Looking at our cheat sheet, the first case to so hold appears to be In re Fosamax (Alendronate Sodium) Products Liability Litigation, 951 F. Supp.2d 695 (D.N.J. 2013). Fosamax involved the FDA’s partial rejection of a prior approval supplement after the date of the plaintiff’s injury.  Id. at 703 (FDA rejection occurred “approximately one month after” plaintiff’s injury).  The label change failed because “the data that FDA has reviewed have not shown a clear connection” between the drug and the risk at issue.  Id. at 699.

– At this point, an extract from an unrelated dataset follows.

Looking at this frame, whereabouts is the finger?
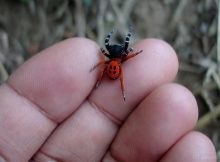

[C]lear evidence exists that the FDA would not have approved a label change to the Precautions section of the [drug] label prior to [plaintiff’s] fracture because Defendant submitted a label change and the FDA rejected it, and the FDA never required Defendant to submit new language or change the label, which demonstrates that the FDA did not think that the label should have been changed at that time.

Id. at 703-04. See In re Fosamax Alendronate Sodium Products Liability Litigation, 2014 WL 1266994, at *11 (D.N.J. March 26, 2014) (applying this ruling “to those Plaintiffs’ whose injuries occurred prior to [the FDA rejection date], without allowing additional discovery”).

Similar decisions – based on FDA insufficient-evidence rejections of label changes that occurred after the plaintiff’s prescription/treatment/injury – have also occurred in two Depakote cases:  In re Depakote, 87 F. Supp.3d 916 (S.D. Ill. 2015), and Rheinfrank v. Abbott Laboratories, Inc., 119 F. Supp.3d 749 (S.D. Ohio), reconsideration denied, 137 F. Supp.3d 1035 (S.D. Ohio 2015).

In light of the fact that the FDA rejected the [particular risk] warning in 2006 because it did not find that the available scientific evidence at that time supported the addition of such a warning, it is highly unlikely that the available scientific evidence, seven years prior to that date in 1999, would have supported the addition of such a warning.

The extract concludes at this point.